Many Americans might equate Kenneth Starr with a presidential sex scandal and investigations into illicit real estate transactions.
Starr served as a special prosecutor in the Whitewater investigation and in former President Bill Clinton’s 1998 impeachment trial.
But Starr didn’t discuss the trials, which he called “recent unpleasantness,” at the annual scholarship gala for the Minnesota Association of Black Lawyers on Saturday night.
Instead he said there is a need for togetherness since the Sept. 11 attacks.
“We were reminded rather rudely, weren’t we,” Starr said. “On September the 11th that whatever our disagreements are, they pale in significance. We are many, but we are one.
“You know, on Sept. 10, had I been wearing this flag, or if I had been flying my American flag on my automobile, people might justly have asked, ‘Why? It’s not the Fourth of July, is it?'” Starr said. “But in some way, we want to manifest our sense of commitment. We have been reminded of our unity as a people.”
The association asked Starr, now a judge, to speak about his recent work to fight human rights abuses.
“If that’s not what you want to talk about, then you’re on your own,” said Jerry Blackwell, master of ceremonies for the event. “And I can impeach you.”
Starr discussed his participation in the Advocates International human rights group and a case he argued in May with Johnnie Cochran, in which they represented three men arrested in Washington, D.C., for protesting Sudanese genocide.
“There was an opportunity for people around the country at least to hear in an abbreviated fashion on the steps of the courthouse of the Superior Court these great voices of Walter Fauntroy, of Joe Madison, ‘the Black Eagle,’ and of Mike Horowitz and their odd couple lawyers, all in collective unity, saying, ‘This is wrong and the administration must set its face against these policies,'” Starr said.
University Law School Dean E. Thomas Sullivan introduced Starr, calling him a “lawyer’s lawyer.” Sullivan said his friendship with Starr reaches back 28 years, when the two met through their clerkpositions. They lived across the street from each other and had wives in the same graduate program.
After Starr’s speech, attendees honored the recipients of four scholarships.
“Now this evening, the torch passing to other recipients of the scholarship reminds us of the brightness of the human spirit and of generosity,” Starr said.

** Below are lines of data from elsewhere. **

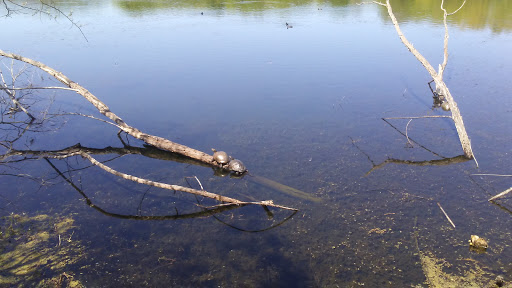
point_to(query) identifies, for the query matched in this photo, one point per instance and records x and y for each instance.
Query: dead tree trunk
(438, 76)
(158, 142)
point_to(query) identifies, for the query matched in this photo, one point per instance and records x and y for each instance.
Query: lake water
(301, 106)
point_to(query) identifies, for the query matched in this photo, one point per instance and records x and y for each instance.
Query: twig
(501, 194)
(498, 175)
(419, 117)
(38, 88)
(451, 222)
(406, 135)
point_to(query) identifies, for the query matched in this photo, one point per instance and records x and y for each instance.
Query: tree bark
(438, 77)
(156, 141)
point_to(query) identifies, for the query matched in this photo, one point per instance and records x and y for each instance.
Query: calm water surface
(299, 106)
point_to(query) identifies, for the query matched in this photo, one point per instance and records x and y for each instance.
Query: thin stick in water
(451, 222)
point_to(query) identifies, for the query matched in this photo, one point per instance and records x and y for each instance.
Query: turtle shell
(237, 166)
(221, 157)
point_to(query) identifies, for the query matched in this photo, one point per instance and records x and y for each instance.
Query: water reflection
(487, 14)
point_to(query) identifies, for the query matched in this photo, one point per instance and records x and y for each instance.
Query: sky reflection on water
(300, 106)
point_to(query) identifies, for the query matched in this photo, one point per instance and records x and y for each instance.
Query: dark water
(299, 106)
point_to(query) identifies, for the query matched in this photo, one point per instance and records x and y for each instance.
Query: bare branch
(177, 187)
(501, 194)
(38, 88)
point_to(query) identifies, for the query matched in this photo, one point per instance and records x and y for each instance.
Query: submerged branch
(438, 162)
(437, 77)
(501, 194)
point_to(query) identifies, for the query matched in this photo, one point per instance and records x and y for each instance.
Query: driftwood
(501, 194)
(158, 142)
(446, 215)
(437, 76)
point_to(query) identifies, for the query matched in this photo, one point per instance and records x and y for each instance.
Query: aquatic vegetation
(38, 247)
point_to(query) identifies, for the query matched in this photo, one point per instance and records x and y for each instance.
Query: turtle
(478, 242)
(237, 166)
(445, 106)
(221, 157)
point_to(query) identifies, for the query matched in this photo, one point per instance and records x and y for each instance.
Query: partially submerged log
(156, 141)
(152, 140)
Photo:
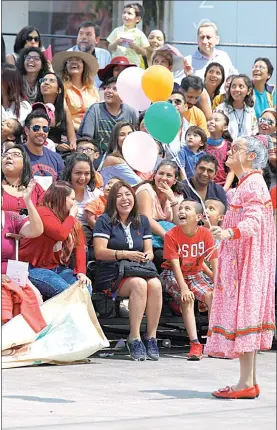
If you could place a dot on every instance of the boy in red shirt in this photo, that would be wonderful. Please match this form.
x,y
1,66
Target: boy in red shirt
x,y
185,248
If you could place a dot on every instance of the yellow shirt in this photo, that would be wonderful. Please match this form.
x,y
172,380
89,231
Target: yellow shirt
x,y
136,35
78,101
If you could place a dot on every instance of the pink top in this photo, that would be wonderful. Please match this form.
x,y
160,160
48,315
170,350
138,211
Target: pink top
x,y
15,204
159,213
220,153
13,223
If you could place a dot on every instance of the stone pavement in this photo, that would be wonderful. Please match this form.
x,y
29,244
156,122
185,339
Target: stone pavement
x,y
116,393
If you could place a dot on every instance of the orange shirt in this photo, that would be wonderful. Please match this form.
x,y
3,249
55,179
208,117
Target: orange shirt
x,y
195,116
190,250
78,101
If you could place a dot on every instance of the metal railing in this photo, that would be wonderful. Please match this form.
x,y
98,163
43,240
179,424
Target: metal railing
x,y
175,42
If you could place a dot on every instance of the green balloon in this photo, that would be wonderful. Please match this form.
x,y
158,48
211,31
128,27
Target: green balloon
x,y
162,121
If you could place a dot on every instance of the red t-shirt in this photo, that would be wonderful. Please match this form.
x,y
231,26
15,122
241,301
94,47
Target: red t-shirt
x,y
190,250
40,252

Rose McGee awarded Cheree Haswell, a second-year law student at the University, a scholarship named after her deceased husband William McGee.

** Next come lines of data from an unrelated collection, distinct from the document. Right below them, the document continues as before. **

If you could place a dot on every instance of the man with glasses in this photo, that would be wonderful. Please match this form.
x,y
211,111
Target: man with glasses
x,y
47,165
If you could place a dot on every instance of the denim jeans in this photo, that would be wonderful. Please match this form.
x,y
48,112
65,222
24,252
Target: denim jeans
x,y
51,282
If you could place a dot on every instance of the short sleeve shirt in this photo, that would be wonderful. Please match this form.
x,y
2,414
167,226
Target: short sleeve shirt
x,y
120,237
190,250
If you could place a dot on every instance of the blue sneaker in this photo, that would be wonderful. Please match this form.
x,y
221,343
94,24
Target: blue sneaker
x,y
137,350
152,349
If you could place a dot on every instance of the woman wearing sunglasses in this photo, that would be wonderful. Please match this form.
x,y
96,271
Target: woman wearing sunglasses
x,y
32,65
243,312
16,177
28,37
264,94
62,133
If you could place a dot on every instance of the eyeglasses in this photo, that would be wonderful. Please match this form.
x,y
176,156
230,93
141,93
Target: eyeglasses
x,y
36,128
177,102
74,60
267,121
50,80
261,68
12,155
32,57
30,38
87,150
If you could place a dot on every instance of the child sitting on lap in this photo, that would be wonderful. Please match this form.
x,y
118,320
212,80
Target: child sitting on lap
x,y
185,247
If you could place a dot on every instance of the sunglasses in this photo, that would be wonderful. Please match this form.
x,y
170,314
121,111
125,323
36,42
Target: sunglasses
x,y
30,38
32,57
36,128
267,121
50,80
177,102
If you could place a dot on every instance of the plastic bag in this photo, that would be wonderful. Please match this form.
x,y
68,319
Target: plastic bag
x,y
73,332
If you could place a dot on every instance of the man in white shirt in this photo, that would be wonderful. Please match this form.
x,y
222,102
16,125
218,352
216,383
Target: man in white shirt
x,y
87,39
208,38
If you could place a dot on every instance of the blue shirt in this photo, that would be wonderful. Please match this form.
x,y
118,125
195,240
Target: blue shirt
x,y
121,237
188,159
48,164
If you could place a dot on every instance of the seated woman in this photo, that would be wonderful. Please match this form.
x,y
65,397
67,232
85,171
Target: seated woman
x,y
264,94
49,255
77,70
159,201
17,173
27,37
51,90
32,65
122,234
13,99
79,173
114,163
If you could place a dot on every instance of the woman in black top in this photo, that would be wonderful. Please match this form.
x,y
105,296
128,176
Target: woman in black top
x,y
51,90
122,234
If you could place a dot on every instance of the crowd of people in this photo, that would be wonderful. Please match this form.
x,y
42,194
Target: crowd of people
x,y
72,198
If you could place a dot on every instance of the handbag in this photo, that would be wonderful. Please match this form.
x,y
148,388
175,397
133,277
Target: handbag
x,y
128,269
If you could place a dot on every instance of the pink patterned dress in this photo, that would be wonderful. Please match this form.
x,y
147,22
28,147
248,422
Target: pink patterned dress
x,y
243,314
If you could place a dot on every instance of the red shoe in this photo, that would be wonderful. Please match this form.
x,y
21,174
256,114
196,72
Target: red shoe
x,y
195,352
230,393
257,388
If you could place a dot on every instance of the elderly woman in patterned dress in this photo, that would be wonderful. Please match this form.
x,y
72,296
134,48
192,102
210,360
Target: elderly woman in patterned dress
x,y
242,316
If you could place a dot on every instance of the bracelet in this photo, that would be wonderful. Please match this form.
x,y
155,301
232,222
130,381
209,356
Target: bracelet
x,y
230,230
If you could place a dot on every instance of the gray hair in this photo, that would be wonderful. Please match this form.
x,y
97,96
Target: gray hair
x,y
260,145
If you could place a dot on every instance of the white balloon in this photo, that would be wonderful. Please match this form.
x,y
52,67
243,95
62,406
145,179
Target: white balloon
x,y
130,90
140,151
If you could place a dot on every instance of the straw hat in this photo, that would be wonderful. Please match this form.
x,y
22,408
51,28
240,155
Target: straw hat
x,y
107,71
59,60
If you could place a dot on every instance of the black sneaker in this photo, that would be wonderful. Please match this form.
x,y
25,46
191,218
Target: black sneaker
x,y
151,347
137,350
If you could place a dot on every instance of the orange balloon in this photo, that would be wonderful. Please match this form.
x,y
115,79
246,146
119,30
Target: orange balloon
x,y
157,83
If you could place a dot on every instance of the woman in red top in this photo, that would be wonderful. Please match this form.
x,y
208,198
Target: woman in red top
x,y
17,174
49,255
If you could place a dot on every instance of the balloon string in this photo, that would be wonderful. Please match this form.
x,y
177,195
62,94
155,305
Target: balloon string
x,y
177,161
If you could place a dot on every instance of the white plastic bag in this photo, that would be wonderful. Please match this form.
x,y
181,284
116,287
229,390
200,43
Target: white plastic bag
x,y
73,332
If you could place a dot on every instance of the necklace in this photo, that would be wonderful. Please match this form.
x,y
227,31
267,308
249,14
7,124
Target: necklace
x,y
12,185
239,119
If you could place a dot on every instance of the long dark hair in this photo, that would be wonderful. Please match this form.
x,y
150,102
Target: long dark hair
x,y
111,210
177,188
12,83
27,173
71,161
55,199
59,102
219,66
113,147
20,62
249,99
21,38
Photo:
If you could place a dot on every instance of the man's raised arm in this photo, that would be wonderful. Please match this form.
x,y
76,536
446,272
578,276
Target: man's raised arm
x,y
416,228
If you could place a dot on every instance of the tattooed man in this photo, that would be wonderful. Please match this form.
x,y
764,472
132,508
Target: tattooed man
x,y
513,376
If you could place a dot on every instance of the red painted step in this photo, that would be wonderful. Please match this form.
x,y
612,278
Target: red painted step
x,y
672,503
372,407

William, who died of cancer last year, founded MABL and worked as an attorney for the Legal Rights Center, a nonprofit organization for low-income people of color. William also worked for the NAACP and was an adjunct faculty member at William Mitchell College of Law. McGee received a master’s degree in classical studies at the University and graduated with honors from the University Law School.
“Now students will be able to do the same things that Billy was about,” McGee said.

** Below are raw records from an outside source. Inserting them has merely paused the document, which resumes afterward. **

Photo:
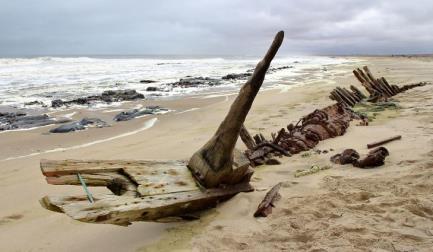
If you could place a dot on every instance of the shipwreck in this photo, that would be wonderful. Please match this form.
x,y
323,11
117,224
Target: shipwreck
x,y
162,190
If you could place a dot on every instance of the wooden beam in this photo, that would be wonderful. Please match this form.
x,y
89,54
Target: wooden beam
x,y
214,163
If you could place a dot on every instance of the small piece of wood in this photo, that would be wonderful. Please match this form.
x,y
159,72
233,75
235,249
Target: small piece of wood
x,y
375,144
265,207
358,92
246,138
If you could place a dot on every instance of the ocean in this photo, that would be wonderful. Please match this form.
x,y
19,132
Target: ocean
x,y
23,80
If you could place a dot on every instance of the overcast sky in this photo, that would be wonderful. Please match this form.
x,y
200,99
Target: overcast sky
x,y
223,27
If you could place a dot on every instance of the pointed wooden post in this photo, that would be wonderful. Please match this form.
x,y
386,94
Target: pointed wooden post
x,y
217,162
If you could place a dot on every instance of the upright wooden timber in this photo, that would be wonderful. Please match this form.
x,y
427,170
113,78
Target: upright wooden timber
x,y
217,162
161,190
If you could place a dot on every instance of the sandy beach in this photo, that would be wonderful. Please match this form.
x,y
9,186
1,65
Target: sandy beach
x,y
389,208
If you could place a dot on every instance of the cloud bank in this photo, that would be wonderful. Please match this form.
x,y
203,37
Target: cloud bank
x,y
224,27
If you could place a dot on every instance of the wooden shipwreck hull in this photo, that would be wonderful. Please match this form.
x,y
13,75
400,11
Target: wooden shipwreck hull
x,y
321,124
142,190
162,190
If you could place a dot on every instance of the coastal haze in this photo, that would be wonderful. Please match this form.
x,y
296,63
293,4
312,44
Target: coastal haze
x,y
25,80
143,80
227,27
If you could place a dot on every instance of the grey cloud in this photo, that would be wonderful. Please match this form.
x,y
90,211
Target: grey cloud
x,y
237,27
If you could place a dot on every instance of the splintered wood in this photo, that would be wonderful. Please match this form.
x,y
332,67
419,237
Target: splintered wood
x,y
156,190
142,190
321,124
265,207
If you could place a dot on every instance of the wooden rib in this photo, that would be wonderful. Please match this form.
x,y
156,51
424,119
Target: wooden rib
x,y
122,210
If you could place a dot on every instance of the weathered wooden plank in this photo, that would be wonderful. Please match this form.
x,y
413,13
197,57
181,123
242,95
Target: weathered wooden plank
x,y
63,167
265,207
122,210
160,179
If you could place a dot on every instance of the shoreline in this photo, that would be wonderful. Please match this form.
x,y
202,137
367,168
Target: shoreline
x,y
177,136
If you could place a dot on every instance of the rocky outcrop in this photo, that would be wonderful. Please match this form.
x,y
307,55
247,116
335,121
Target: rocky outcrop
x,y
240,76
107,96
19,120
131,114
35,103
244,76
196,82
80,125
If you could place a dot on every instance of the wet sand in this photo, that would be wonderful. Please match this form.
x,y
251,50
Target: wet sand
x,y
342,208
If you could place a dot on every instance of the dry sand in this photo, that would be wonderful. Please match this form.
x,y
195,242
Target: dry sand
x,y
340,209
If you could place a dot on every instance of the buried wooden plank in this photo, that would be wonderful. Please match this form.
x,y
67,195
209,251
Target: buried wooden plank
x,y
142,176
160,179
122,210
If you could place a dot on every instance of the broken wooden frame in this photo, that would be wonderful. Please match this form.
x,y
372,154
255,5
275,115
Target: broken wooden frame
x,y
157,190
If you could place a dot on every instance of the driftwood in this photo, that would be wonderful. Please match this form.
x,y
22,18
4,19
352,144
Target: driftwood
x,y
348,156
322,124
265,207
157,190
379,88
214,163
375,144
374,158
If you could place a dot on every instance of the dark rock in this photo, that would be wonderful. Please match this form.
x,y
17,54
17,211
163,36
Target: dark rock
x,y
19,120
128,115
80,125
240,76
147,81
152,89
348,156
107,96
35,103
196,82
56,103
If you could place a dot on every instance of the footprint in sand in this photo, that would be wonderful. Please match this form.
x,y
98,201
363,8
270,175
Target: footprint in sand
x,y
10,218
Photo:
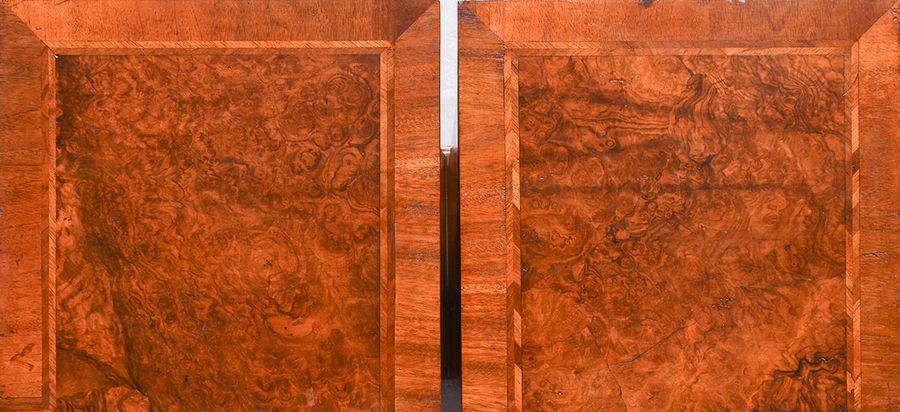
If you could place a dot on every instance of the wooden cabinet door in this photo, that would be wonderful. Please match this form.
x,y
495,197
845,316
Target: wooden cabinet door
x,y
219,205
676,205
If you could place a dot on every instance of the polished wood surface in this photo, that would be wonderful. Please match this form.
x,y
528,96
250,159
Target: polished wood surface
x,y
675,218
219,230
877,199
678,212
27,274
262,231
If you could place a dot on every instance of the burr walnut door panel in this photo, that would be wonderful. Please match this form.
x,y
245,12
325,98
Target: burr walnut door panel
x,y
670,224
219,216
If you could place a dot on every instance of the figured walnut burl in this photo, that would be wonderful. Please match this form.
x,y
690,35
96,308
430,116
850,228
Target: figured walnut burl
x,y
218,240
682,232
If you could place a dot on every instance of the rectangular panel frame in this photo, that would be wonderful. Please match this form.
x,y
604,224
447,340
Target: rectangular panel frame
x,y
404,35
492,37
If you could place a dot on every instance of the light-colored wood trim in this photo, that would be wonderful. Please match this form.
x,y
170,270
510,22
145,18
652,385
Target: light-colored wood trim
x,y
48,235
512,208
851,243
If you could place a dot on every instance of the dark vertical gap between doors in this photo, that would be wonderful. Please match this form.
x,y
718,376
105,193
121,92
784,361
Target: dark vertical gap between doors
x,y
451,321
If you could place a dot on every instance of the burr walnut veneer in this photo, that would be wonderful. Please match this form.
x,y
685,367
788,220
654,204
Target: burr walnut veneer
x,y
675,205
219,205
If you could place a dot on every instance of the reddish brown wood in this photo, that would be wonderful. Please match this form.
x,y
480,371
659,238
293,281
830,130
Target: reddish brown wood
x,y
755,267
27,275
417,197
484,245
674,20
363,344
216,20
219,230
678,214
879,197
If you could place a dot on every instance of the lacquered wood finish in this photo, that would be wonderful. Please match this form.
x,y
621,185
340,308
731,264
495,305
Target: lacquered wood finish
x,y
240,211
27,274
878,196
680,214
674,218
262,231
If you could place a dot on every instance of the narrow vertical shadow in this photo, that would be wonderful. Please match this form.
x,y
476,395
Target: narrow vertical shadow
x,y
451,332
451,321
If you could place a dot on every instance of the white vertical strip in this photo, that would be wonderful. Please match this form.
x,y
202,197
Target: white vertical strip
x,y
449,78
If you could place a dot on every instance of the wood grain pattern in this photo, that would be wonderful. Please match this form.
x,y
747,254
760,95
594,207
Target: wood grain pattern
x,y
27,277
675,20
677,212
220,20
219,232
222,28
417,197
484,247
879,198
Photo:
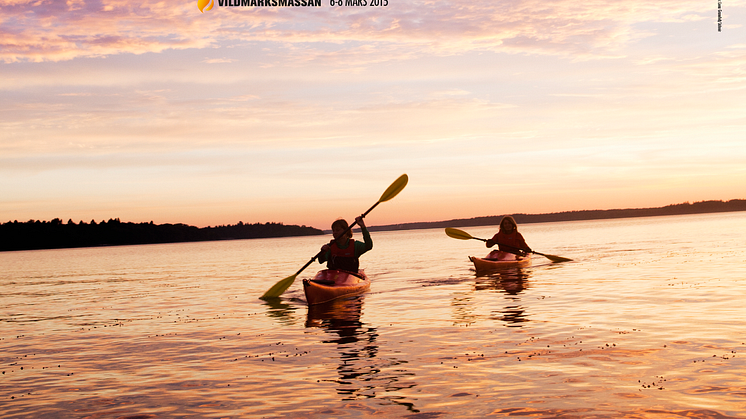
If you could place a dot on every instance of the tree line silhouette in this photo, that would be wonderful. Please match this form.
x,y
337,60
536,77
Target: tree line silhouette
x,y
55,234
701,207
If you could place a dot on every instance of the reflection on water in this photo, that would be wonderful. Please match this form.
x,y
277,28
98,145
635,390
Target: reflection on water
x,y
511,282
179,330
280,310
362,374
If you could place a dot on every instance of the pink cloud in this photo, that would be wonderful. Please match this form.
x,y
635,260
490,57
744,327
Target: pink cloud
x,y
55,30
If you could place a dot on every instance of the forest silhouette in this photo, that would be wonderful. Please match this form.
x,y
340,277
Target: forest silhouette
x,y
55,234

Haswell, who received her undergraduate degree in chemical engineering from Florida A&M University, said she plans to specialize in patent law.
Nicole Morris, a second-year University law student, won a scholarship awarded by the association. Morris received an undergraduate degree in chemical engineering from Northwestern University and a master’s degree in chemistry from the University of Michigan.